The top of the mountain view: gets rid of the brain fog… and can take you to success

One of the things I teach people I coach is to do things differently than they would instinctively do.

One customary way to build a project is from the bottom up.

Let’s look at a dissertation, a paper, an article, a book. Or climbing a mountain. Or building a software app.

What is in common among them is that you’ll have an idea, then parts, processes, and then an end result.

I normally teach this through the example of climbing a mountain.

Why? Because standing on the top of the mountain is a different view than standing at the foot of the mountain.

From the top you suddenly see all the traps, all the possible wrong turns, all the impassable rocks… so you can design your path better.

From the top you can see all (or most) of the things, skills, materials, support that you are going to need to get to the top. From the bottom you can’t.
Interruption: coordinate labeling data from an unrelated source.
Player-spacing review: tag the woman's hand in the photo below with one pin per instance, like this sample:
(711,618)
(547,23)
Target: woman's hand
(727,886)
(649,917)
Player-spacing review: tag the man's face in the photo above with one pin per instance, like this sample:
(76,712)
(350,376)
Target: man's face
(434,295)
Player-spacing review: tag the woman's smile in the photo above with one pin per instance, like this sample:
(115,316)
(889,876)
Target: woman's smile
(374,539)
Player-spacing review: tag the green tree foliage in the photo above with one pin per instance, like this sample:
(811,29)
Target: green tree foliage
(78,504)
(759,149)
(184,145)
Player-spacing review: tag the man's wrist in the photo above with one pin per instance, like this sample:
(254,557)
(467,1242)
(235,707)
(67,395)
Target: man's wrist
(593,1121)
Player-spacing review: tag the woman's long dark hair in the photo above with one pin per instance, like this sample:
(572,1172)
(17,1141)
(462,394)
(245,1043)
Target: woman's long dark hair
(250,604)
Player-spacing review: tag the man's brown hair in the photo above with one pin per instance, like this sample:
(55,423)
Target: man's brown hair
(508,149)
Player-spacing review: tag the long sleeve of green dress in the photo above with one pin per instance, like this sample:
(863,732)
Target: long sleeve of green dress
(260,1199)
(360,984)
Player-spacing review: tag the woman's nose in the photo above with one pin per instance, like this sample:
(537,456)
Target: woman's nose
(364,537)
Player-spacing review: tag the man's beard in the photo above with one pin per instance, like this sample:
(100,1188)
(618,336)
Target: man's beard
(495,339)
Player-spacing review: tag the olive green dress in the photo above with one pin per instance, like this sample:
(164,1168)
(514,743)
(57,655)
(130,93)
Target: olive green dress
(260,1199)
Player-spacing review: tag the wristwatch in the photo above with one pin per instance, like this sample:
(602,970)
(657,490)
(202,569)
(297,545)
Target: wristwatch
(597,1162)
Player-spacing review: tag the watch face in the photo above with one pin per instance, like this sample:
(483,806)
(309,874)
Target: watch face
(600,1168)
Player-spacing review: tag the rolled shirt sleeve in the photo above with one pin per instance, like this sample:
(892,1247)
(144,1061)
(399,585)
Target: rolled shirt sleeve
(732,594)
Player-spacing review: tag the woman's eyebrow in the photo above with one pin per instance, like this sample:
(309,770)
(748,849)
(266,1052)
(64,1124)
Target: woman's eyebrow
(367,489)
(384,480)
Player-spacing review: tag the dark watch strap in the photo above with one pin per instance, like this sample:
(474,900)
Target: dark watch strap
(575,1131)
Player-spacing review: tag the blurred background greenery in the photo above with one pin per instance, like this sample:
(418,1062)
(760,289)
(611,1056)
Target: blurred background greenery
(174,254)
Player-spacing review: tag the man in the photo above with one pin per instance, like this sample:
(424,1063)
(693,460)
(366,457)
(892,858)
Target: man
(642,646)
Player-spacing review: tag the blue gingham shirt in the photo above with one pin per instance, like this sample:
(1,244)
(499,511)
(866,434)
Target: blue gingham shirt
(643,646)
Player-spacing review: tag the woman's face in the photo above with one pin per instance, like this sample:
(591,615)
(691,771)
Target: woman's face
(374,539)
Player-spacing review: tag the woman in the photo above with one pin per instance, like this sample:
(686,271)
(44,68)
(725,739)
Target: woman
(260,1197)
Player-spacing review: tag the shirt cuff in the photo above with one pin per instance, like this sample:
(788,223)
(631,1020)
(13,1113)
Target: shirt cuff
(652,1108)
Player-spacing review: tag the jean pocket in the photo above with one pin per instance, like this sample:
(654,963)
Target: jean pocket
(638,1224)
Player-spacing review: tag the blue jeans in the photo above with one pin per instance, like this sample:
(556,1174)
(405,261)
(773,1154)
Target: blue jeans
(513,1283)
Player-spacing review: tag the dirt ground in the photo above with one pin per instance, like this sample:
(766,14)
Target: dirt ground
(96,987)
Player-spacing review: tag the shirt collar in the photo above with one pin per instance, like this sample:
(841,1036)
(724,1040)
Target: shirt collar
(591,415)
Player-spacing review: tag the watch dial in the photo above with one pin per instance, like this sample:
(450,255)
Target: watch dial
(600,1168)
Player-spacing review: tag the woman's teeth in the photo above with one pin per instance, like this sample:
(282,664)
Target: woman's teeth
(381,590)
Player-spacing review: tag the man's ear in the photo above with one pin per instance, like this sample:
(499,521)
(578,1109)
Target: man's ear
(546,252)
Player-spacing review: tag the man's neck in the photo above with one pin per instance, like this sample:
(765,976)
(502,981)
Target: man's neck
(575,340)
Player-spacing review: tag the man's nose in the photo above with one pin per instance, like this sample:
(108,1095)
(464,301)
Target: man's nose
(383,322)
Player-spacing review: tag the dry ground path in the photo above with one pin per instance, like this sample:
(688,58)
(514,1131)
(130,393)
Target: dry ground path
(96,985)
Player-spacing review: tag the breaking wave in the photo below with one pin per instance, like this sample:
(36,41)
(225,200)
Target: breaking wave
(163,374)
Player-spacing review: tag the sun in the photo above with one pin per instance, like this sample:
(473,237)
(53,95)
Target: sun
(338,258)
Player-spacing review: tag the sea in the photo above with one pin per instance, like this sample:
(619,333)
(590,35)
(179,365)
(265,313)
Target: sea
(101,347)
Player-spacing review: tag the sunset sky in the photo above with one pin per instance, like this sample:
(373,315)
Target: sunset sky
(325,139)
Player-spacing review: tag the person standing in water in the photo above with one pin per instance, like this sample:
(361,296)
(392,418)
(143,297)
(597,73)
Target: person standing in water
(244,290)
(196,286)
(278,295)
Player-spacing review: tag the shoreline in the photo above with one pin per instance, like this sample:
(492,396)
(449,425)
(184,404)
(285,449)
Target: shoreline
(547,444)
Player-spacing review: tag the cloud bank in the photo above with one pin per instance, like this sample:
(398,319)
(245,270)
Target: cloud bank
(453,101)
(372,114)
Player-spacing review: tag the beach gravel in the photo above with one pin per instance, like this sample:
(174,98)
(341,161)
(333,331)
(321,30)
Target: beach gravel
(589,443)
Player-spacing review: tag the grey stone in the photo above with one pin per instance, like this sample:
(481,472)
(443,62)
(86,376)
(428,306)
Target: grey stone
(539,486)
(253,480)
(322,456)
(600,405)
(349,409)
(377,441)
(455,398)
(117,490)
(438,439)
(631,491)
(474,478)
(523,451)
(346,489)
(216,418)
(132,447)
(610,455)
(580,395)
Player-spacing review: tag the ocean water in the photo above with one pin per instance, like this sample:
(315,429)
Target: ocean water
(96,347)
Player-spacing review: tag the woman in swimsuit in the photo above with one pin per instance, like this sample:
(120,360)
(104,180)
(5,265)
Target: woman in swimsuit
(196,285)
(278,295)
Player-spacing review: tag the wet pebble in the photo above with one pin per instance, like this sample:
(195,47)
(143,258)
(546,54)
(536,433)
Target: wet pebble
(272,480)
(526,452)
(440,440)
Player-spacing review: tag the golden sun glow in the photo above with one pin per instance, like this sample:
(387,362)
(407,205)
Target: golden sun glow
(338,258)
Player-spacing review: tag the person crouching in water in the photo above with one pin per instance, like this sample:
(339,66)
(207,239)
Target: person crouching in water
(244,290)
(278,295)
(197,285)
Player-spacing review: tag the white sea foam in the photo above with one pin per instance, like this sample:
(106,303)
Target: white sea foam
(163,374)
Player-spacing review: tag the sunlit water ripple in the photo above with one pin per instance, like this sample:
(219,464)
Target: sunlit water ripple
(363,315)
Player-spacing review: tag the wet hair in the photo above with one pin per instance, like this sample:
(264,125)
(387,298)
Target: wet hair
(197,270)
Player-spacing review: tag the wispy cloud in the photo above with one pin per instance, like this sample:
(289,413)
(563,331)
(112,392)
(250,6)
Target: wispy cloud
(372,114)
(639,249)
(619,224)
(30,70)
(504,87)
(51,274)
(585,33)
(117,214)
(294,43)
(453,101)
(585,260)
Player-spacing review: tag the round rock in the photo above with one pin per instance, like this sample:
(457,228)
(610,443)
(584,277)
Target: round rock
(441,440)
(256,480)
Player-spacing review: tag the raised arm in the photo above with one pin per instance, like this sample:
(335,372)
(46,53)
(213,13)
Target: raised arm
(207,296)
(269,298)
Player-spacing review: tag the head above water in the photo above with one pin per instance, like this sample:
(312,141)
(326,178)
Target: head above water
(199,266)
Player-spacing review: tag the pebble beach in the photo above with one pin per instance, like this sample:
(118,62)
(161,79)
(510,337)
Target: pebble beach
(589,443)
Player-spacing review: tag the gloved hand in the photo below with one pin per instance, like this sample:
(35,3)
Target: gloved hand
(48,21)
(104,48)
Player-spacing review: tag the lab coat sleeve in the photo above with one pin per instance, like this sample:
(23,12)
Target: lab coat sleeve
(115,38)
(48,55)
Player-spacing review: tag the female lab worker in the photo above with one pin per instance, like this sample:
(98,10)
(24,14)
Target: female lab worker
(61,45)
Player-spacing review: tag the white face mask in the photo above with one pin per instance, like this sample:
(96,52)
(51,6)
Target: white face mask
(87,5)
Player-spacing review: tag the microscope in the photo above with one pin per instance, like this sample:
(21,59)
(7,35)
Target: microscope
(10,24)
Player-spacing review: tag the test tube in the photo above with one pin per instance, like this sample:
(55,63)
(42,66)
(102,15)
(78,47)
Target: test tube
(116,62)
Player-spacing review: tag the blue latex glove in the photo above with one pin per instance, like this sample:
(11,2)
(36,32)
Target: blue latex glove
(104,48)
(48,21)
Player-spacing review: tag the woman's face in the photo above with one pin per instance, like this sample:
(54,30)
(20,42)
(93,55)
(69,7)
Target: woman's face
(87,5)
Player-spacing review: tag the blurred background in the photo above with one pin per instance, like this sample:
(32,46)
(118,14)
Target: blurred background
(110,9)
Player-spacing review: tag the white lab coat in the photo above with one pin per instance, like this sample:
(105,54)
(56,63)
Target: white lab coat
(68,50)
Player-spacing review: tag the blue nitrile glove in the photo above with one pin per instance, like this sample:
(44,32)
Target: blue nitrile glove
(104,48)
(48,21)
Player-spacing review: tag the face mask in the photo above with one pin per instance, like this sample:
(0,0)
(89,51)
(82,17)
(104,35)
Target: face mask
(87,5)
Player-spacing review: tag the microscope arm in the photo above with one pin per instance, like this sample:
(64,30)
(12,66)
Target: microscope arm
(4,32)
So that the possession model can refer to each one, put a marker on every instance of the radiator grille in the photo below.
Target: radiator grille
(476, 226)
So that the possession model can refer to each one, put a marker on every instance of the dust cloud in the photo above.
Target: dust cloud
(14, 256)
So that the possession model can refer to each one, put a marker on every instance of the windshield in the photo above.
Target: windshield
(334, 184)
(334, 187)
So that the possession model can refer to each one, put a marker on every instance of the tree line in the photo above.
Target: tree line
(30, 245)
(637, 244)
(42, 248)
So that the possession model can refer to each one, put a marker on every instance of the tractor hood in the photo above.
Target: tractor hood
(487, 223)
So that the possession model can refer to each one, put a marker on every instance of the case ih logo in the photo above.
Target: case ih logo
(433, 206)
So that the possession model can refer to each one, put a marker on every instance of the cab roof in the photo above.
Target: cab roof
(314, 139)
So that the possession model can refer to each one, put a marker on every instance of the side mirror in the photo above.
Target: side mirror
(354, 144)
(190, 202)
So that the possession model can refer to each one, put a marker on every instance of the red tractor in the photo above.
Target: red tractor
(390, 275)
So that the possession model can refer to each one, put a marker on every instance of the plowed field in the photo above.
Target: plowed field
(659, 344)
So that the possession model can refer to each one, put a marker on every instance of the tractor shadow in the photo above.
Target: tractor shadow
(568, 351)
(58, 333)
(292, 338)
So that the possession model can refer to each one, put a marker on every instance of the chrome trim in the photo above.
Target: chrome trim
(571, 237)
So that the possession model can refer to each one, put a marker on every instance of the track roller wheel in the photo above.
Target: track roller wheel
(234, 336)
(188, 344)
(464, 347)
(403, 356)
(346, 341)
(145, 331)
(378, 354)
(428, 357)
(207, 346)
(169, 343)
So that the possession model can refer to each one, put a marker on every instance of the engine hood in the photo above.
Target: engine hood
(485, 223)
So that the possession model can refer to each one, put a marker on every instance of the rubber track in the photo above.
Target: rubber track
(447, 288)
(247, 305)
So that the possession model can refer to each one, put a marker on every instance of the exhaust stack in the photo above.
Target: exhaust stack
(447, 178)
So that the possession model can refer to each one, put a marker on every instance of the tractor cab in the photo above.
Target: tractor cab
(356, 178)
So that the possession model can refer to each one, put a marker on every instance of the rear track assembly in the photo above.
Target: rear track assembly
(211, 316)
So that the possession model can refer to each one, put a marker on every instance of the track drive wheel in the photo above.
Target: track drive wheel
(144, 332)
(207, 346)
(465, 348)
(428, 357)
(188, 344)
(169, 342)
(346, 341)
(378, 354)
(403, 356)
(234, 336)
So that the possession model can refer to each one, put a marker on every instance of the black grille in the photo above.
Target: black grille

And that is from where most people look from… and that is the cause of most failures.

Alan Greenspan, economist, said that in his 18 years of tenure at the helm of the Federal Reserve, he saw that 90% of failure is the direct result of overoptimism.

Overoptimism is a from the bottom view, from the bottom where you can’t see anything really.

Humans are uniquely capable of imagining the view from the top of the mountain. Some better than others.

If you cannot, the project is probably way over your head… and you’ll fail at it. I am not negative, I am a realist.

Being able to see what you’ll need, allows you to start digging for a well before you are thirsty, or scratch the project.

Most people are stupid… they put their head in the sand. They never plan, or cannot plan at all.

When I coach, that is the hardest part: forcing people to plan. Often I have to make them start doing the skill-building, consciousness building task that they will need.

I can see it. Because I always stand on the top of the mountain.

Their resistance is enormous: everything I ask them to do seems to delay gratification, seems to delay getting to their goal.

They can’t see what I see, because they are standing at the wrong place, looking at the wrong things.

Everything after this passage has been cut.